Logit Disagreement: OoD Detection with Bayesian Neural Networks
Kevin Raina
TL;DR
This paper tackles out-of-distribution detection for Bayesian neural networks by disentangling epistemic uncertainty from aleatoric noise. It introduces logit-based disagreement scores as a simple, post-hoc proxy for epistemic uncertainty, including a disagreement score, weight entropy, and standard deviation of log-logits, with a logit proxy that uses truncated maximum logits. Across MNIST-family and CIFAR-10 experiments, these logit-based scores consistently outperform mutual information and match or exceed predictive entropy in OoD detection while remaining model-agnostic and easy to apply post-training. The work demonstrates that focusing on pre-softmax logits can yield strong uncertainty signals and encourages future exploration of logits and other posterior-inference methods for robust OoD detection in safety-critical settings. The proposed approach offers practical benefits by enabling effective OoD signaling without additional training or architectural changes.
Abstract
Bayesian neural networks (BNNs), which estimate the full posterior distribution over model parameters, are well-known for their role in uncertainty quantification and its promising application in out-of-distribution detection (OoD). Amongst other uncertainty measures, BNNs provide a state-of-the art estimation of predictive entropy (total uncertainty) which can be decomposed as the sum of mutual information and expected entropy.
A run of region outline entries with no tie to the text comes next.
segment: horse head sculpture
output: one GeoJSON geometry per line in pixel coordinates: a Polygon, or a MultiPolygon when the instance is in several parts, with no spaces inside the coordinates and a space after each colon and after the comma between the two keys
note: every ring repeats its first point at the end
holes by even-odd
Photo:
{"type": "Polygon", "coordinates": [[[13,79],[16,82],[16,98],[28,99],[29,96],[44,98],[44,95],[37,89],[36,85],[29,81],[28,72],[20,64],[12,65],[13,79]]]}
In the context of OoD detection the estimation of predictive uncertainty in the form of the predictive entropy score confounds aleatoric and epistemic uncertainty, the latter being hypothesized to be high for OoD points. Despite these justifications, the mutual information score has been shown to perform worse than predictive entropy. Taking inspiration from Bayesian variational autoencoder (BVAE) literature, this work proposes to measure the disagreement between a corrected version of the pre-softmax quantities, otherwise known as logits, as an estimate of epistemic uncertainty for Bayesian NNs under mean field variational inference. The three proposed epistemic uncertainty scores demonstrate marked improvements over mutual information on a range of OoD experiments, with equal performance otherwise. Moreover, the epistemic uncertainty scores perform on par with the Bayesian benchmark predictive entropy on a range of MNIST and CIFAR10 experiments.